As if to prove Tan right, the old man stood. His naked body was shriveled in every respect. One of the nurses reached out to help him from the tub as the other readied a towel. He pulled off the cloth covering his head as she dried him. He was as bald as an egg. His face was so devoid of flesh it seemed almost skeletal. His skin was like yellowed parchment, stained with age spots.
“You’ll stay for lunch of course,” he said as a nurse draped a robe over his shoulders.
They dined at a small table in a large chamber that emulated an i
mperial banquet room, with faux enameled pillars and murals of peacocks and dragons on the walls. The Commissar, now dressed in a stylish version of a Mao suit, with dragons embroidered on the cuffs, studied Shan as he poured wine.
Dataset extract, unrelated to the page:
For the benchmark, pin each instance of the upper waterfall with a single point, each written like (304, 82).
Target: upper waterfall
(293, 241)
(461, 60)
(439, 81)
He nodded and turned to Tan. “This one’s been stomped on a few times,” he observed to the colonel.
“Inspector Shan started his career in Beijing and has served under me in Lhadrung for the past several years,” Tan replied, as if it explained much.
The Commissar’s stern face broke into a grin. “I never trust a man who doesn’t show a few scars,” he declared and leaned over to pound Shan on the back.
Shan pointed to a short line of raised skin above his eye. “That was the first, from the edge of a metal ruler swung by a teacher in a reeducation camp. I was seven. All downhill from there.”
“How did you earn her wrath?” the old man asked.
“I explained that the picture on the wall of the Chairman with a clear face wasn’t real, because the real Chairman had moles on his face.”
The Commissar burst into cackling laughter, then raised his thin brows, in mock alarm. “Reckless behavior! Stand for the truth at all costs, eh?” he said and raised his glass to Shan. “He’ll do,” he said to Tan. “He’ll do.”
More staff silently brought platters of spicy noodles, eggplant fried in pimentos, and chicken in peanut sauce, all dishes of the Commissar’s Hunan birthplace. Tan and their host chatted about old times as Shan watched the women who served the food. They were all Tibetan, all very young, very attractive, and very nervous. There was no evidence that the Commissar had a family. The aged tyrant lived alone with at least a dozen Tibetan servants, who seemed to be supervised by the older woman who had met them at the door. Tan had leaned into Shan’s ear while they had followed the old man back into the house. “Most of his staff are from transition families,” he stated in a low voice. It meant the women had members of their families in a prison and would be well aware of the old man’s power to send them to hard labor as well.